Gay Marriage: Fear and Oppression Also Won at the Ballot Box

Saturday, November 8th, 2008 by RLR

From The Seattle Times
By Gregory Turner

As an early supporter of Barack Obama, I rejoiced over his victory and the promise it brings for a less-violent and more-just world.

Buried in the election results, however, comes the news from four states that efforts to recognize the loving aspirations of 5 percent of our neighbors have been dealt a stunning blow of oppression. While we might not be surprised that Arkansas, Florida and Arizona would seek to deny the right of legal marriage to committed people of the same gender, the vote in California to overturn its Supreme Court’s legalization of marriage equality was disheartening, to say the least.

Demoralizing might be a better word, because voters in these states made a conscious decision to hurt others. Theirs was a deliberate decision to inflict pain on good people.
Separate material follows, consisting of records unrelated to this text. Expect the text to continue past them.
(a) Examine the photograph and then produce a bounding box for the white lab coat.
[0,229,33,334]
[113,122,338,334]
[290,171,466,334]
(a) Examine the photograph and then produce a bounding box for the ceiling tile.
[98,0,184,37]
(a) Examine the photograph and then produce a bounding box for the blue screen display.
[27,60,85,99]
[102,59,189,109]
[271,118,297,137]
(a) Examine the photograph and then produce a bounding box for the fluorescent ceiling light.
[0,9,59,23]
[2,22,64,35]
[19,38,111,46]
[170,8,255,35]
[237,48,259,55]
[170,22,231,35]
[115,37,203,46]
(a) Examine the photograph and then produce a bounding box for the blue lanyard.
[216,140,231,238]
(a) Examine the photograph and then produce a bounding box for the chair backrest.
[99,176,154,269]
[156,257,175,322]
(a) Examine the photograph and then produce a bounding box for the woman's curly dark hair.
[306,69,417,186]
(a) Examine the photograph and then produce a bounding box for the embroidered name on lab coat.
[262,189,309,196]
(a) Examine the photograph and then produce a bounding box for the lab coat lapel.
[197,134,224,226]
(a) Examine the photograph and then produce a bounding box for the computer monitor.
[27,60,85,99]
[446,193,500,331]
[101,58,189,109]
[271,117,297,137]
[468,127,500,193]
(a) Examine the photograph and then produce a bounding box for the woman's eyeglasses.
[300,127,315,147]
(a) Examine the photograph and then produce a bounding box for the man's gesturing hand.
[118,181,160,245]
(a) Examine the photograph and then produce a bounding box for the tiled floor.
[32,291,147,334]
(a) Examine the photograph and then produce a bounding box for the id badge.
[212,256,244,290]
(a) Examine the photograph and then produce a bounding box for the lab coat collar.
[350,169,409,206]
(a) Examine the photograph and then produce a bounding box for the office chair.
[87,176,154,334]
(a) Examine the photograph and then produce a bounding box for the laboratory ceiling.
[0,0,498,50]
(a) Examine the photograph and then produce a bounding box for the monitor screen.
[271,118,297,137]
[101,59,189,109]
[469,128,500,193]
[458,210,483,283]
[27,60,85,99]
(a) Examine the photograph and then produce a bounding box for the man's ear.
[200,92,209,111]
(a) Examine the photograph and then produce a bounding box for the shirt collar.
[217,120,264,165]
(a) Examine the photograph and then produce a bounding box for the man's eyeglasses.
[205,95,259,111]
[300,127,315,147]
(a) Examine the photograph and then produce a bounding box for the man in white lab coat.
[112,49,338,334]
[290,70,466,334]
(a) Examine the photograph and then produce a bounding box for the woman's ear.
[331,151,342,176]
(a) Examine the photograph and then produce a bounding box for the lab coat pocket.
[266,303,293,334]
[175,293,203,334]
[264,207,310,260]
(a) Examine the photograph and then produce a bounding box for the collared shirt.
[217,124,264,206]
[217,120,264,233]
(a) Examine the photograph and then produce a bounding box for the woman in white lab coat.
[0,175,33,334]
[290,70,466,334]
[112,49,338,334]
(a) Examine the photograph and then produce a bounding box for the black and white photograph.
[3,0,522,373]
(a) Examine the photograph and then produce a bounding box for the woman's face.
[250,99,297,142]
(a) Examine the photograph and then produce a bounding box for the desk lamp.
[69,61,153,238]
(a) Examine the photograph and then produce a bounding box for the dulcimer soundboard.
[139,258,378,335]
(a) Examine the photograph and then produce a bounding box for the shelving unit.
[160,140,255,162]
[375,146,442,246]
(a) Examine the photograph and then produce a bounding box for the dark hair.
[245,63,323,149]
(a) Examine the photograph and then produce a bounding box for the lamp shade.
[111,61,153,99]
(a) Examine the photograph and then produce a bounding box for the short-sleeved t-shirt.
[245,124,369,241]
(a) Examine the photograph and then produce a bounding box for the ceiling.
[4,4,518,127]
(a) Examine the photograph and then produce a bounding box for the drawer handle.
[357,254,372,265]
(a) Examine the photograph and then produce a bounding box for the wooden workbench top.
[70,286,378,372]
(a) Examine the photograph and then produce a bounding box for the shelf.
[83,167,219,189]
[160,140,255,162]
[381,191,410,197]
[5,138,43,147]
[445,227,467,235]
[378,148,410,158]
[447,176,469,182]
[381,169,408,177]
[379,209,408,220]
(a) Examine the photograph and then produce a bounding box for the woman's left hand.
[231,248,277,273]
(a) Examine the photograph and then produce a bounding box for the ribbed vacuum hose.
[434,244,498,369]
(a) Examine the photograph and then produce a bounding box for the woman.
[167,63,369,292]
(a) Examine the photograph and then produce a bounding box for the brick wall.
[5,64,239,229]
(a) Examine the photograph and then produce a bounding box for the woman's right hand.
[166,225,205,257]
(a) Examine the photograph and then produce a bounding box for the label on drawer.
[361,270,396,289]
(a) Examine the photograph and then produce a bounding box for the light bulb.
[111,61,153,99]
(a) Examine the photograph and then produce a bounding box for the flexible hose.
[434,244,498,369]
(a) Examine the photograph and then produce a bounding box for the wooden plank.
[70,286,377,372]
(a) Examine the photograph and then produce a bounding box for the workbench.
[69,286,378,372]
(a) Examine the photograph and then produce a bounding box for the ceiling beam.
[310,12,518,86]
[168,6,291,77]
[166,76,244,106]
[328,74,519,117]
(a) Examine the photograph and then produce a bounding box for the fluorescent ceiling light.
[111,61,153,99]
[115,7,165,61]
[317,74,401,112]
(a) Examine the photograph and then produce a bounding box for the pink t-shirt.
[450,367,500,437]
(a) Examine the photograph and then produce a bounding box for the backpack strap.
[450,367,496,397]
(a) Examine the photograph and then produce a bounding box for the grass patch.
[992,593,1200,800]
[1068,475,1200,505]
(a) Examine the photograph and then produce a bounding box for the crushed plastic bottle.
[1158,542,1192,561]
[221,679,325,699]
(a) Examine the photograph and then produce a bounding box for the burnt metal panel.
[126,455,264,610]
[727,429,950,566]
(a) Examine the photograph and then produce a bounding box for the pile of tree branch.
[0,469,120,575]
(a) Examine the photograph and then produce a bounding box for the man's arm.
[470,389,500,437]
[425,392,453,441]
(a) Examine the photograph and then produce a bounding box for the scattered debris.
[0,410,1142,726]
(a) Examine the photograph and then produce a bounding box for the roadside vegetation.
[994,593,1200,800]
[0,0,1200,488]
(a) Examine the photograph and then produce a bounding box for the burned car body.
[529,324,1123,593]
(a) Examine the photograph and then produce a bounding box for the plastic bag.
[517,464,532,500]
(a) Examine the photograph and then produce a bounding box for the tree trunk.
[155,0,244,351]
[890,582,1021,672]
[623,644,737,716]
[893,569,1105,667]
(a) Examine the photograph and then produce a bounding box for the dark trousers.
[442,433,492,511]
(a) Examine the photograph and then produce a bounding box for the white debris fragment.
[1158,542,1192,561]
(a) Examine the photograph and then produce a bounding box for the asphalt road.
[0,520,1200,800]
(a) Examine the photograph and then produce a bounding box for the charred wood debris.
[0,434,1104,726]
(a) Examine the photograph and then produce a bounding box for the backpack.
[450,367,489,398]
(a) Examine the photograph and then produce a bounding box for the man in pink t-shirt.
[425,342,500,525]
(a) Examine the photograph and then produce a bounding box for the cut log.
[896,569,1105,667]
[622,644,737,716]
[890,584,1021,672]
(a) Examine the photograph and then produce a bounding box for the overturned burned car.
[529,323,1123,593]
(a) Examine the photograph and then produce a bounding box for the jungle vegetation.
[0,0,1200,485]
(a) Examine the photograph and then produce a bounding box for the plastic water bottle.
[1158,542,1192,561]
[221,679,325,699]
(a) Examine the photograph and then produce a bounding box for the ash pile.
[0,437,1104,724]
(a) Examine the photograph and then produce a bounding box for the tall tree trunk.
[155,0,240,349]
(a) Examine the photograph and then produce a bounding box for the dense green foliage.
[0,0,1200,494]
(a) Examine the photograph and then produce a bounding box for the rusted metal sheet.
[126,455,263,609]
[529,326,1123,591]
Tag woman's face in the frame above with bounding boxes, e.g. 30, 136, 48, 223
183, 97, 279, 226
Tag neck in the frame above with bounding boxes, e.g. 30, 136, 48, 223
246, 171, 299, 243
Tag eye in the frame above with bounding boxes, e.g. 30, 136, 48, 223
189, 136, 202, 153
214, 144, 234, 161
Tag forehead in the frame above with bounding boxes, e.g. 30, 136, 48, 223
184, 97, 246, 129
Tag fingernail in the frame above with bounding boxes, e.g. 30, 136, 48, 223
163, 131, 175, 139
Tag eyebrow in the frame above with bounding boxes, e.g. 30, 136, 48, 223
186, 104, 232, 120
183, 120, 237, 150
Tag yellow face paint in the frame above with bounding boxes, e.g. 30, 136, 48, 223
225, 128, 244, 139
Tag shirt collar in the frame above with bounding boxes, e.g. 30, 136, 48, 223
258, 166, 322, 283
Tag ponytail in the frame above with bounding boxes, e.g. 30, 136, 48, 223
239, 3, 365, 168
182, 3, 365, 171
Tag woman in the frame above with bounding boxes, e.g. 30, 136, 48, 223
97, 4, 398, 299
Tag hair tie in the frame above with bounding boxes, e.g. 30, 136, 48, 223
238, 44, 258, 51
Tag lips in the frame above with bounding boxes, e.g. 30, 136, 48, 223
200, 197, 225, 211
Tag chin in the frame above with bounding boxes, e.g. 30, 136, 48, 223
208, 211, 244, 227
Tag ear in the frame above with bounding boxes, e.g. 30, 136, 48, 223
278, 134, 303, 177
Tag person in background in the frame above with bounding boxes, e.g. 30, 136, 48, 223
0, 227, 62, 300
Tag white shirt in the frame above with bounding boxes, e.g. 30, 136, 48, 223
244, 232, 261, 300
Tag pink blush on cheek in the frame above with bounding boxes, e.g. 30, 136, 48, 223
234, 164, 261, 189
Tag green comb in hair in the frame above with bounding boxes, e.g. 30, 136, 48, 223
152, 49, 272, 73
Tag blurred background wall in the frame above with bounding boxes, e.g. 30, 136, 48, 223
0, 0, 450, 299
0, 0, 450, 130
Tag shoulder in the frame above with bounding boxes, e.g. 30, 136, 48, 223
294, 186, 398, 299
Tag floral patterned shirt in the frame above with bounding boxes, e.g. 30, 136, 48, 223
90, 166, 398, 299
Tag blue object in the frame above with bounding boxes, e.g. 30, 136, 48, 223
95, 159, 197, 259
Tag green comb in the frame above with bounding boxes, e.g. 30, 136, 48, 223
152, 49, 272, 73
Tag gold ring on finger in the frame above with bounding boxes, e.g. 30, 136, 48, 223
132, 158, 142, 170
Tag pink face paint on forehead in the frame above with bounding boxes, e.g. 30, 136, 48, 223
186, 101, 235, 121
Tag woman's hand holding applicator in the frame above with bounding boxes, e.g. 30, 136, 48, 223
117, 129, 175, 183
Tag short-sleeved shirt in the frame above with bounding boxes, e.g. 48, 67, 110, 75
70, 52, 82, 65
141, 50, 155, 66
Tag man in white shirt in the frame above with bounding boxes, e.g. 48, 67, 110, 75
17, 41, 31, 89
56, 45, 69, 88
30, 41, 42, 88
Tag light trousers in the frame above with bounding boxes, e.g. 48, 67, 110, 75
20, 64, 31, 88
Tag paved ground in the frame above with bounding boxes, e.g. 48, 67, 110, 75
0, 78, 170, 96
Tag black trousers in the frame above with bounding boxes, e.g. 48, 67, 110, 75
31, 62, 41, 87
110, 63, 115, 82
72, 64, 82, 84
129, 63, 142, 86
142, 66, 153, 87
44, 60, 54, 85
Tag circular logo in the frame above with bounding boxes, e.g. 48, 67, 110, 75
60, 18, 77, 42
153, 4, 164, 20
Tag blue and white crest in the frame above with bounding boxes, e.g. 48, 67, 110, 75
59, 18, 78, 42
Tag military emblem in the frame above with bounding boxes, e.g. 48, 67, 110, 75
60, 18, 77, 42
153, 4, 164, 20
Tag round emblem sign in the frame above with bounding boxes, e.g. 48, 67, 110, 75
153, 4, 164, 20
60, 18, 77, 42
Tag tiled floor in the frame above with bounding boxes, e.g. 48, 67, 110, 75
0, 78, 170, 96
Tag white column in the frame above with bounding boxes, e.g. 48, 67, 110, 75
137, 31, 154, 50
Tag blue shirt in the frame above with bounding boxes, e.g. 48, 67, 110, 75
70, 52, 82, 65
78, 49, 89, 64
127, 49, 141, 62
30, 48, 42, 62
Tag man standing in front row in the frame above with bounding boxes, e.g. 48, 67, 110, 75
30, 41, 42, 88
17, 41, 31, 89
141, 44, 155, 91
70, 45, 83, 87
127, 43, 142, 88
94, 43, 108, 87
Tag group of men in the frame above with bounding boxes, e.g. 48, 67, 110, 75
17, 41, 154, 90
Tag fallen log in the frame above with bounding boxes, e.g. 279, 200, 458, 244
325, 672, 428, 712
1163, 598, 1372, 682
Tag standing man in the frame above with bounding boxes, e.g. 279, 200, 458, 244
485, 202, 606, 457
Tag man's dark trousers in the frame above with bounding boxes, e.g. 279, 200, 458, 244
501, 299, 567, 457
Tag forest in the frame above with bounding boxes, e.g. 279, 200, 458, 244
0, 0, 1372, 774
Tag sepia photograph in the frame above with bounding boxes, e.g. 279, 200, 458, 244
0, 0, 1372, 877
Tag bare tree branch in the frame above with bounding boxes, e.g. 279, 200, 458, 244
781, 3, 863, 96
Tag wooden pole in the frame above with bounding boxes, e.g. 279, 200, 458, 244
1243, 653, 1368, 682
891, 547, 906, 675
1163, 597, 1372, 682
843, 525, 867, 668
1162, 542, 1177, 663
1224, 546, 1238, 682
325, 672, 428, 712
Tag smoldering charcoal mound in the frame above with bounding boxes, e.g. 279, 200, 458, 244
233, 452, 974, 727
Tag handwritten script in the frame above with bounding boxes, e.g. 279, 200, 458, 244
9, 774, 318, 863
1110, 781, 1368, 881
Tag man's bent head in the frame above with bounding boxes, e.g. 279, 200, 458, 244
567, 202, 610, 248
So “demoralizing” is the correct word: “to corrupt or undermine in morals or moral principle; to pervert or deprave,” says my old Webster’s.

The morality now violated rests on the oldest of spiritual guidelines: that we do or do not do to others what we wish they would do or not do to us. What saddens me is that when asked, these voters are likely to cite religious reasons for this political act of fear.

We in the church have a long history of moral intolerance toward those who differ from us, which makes it imperative we recall the cardinal distinction in Jesus’ teaching between true morality and its moralistic perversion. While one can cite the fears of gospel writers and invoke their words literally (one may think) to support an act of discrimination, one cannot live in the spirit of Jesus and then act to put down the legitimate hopes of loving and committed couples.